As these are the cards I have assigned to use for live migration (depending on the setup also  CSV or SOFS traffic) over SMB Direct you’ll see that the competition for bandwidth will be fierce if we don’t have a mechanism to guide this to a desired outcome. That’s exactly what we leverage DCB with PFC and ETS for.

So let’s kick off live migration of 4 virtual machines with 10GB of memory each. That should take about 20 seconds on 2 * 10Gbps cards. We first live migrate them form node B to Node A. That’s in the reverse direction of where we are sending TCP/IP traffic. You see 10Gbps being used all over and this is expected.

image

Remember that the network is full duplex. That means that you can send at 10Gbps (TCP/IP from node A to node B, RDMA from node B to A and vice versa) and receive at 10Gbps on a port. Actually if the backplane of the switch is powerful enough you can do so on all ports. So this is normal. Node A is sending TCP/IP traffic to node B at line speed and Node B is sending SMB Direct traffic to node A (the live migration) at line speed.

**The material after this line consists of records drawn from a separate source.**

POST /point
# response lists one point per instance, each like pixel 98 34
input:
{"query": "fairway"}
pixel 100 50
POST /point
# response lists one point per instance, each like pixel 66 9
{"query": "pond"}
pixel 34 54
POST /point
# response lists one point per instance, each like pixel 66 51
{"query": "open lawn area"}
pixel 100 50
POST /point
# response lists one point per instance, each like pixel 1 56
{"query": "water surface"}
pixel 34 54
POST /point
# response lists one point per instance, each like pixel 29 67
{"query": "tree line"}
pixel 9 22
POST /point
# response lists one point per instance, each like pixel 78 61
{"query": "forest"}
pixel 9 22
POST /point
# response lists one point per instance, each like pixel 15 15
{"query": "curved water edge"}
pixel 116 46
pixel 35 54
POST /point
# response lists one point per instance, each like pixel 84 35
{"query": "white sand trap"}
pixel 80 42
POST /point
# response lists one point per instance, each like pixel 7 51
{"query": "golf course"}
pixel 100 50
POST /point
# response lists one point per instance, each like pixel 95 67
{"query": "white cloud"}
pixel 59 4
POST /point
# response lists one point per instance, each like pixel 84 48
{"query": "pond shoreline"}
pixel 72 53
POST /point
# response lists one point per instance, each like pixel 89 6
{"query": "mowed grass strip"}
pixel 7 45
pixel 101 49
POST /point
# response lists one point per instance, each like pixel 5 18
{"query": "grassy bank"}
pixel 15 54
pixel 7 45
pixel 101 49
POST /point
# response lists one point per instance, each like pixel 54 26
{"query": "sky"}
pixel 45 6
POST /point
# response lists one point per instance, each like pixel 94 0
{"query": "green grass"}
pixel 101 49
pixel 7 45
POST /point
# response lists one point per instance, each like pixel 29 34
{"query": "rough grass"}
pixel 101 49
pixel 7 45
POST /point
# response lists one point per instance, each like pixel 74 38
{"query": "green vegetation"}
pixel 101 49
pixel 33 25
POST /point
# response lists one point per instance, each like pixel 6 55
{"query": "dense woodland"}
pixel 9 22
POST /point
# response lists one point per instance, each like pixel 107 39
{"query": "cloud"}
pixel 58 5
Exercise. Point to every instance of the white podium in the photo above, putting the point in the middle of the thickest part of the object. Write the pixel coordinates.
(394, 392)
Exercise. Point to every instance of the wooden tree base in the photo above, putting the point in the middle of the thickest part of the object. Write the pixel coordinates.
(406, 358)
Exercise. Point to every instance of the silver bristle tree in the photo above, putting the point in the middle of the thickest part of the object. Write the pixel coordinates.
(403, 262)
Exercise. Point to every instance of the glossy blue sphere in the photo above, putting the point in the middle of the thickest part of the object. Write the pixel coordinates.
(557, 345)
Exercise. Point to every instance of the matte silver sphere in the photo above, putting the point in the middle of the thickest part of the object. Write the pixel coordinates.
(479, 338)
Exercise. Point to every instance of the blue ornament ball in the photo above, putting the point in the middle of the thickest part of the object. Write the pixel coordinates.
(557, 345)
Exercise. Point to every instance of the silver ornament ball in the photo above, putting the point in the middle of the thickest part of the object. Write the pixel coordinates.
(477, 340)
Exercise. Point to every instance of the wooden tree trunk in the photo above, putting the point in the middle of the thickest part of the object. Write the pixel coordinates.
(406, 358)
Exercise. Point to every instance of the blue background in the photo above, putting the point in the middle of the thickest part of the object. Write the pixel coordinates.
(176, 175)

But what if we live migrate over SMB Direct in the same direction as the TCP/IP traffic is going, from node A to node B? Well have a look. To me this looks awesome.

image

ETS kicks in immediately. We configure the minimum bandwidth for SMB Direct Traffic to be 90%. Anything left after that (10%) is given to other traffic, in this demo the TCP/IP traffic we generated. As priority 4 tagged RoCE traffic is also configured to be lossless with PFC you don’t have to worry about dropping packets under contention. Now think about this and how you can steer your traffic behavior at times when the resources need to be divided amongst competing workloads.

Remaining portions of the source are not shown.